Experts, referring to Nepal’s southern neighbors, predict that the number will undoubtedly increase if elections are held, owing to the massive campaigning that occurs prior to voting.
Call for crowding
Cases arose in India as the Vidhan Sabha elections were held in different states. According to scientists, the virus spreads rapidly across political conferences and protests because there is little to no social distancing. Related events occurred in Nepal. Oli hosted a program that drew a few thousand people. His opponents, Pushpa Kamal Dahal and Madhav Kumar Nepal, staged a protest that drew over 10,000 people. According to experts, these political events, as well as numerous religious festivals and marriage parties held throughout the world, contributed to an increase in Covid-19 cases.
The Oli-led government had promised to vaccinate the entire population within three months. That, however, has proven to be a lie. Not learning from his error, Oli said at a press conference on Sunday that he would ensure that all Nepalis were vaccinated prior to the elections.

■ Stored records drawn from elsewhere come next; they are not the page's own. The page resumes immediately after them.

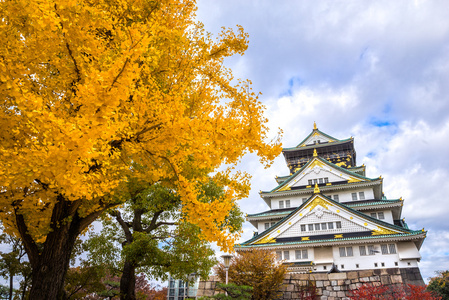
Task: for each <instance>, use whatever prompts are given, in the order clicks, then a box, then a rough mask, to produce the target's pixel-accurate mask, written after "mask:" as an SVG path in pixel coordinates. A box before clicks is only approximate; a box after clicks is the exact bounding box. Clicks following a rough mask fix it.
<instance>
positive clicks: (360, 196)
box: [359, 192, 365, 200]
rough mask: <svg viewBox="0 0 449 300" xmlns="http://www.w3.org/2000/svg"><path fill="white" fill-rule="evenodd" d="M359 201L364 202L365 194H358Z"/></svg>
mask: <svg viewBox="0 0 449 300" xmlns="http://www.w3.org/2000/svg"><path fill="white" fill-rule="evenodd" d="M359 198H360V200H365V192H359Z"/></svg>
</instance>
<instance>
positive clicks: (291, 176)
mask: <svg viewBox="0 0 449 300" xmlns="http://www.w3.org/2000/svg"><path fill="white" fill-rule="evenodd" d="M314 158H317V159H318V160H320V161H321V162H323V163H325V164H327V165H328V166H330V167H333V168H336V169H337V170H340V171H341V172H344V173H346V174H348V175H351V176H355V177H358V178H361V179H364V180H368V181H373V180H377V179H379V178H368V177H366V176H363V175H360V174H357V173H354V172H352V171H350V170H348V169H345V168H342V167H340V166H337V165H336V164H333V163H331V162H330V161H328V160H326V159H324V158H321V157H319V156H317V157H314ZM312 160H313V159H311V160H309V161H308V162H307V163H306V164H305V165H304V166H302V167H301V168H300V169H299V170H298V171H296V172H295V173H293V174H292V175H290V176H289V177H288V178H287V179H286V180H285V181H283V182H282V183H281V184H279V185H278V186H277V187H275V188H274V189H272V190H271V191H269V192H262V193H273V192H275V191H276V190H278V189H280V188H281V187H283V186H285V185H286V184H287V183H289V182H290V181H291V180H292V179H293V178H294V177H295V176H296V175H298V174H299V173H301V172H302V171H303V170H304V169H305V168H306V167H307V166H309V165H310V163H311V161H312ZM350 184H351V185H352V184H353V183H350ZM312 188H313V187H312Z"/></svg>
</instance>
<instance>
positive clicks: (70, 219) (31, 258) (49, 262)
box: [15, 195, 107, 300]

However, public health experts say that the chances of this occurring are remote because Nepal currently lacks vaccines. If the government intends to vaccinate the whole population, the vaccinations must arrive in Nepal within the next 45 days. There have been small attempts to obtain some vaccines as of now, but this would not be enough to vaccinate the whole population.
According to Dr. Anup Bastola of Sukraraj Tropical and Infectious Disease Hospital in Teku, if the government holds elections in November, Nepal will be struck by the third wave of Covid-19.
“Why can’t they see that the virus spreads faster in a crowded environment? “Here, the government is being irresponsible,” he claims.
Dr. Bimal Pandey agrees with Dr. Bastola and adds that the virus will not be eradicated from the country by November. “If that happens, we will have to declare a health emergency because our fragile health-care system will collapse.”
And the opposition parties are keeping quiet about it. Instead of asking Oli to withdraw his statement, they are all preoccupied with their own political agendas.
“It’s unfortunate that their attention is on politics and elections rather than managing the pandemic,” says Dr Dinesh Kumar Lamsal of Civil Service Hospital.
His concerns are also true, as people in Nepal are dying due to a lack of oxygen, ICU beds, and ventilators. Even though almost the entire country is under lockdown, the number of vital Covid-19 patients is not decreasing.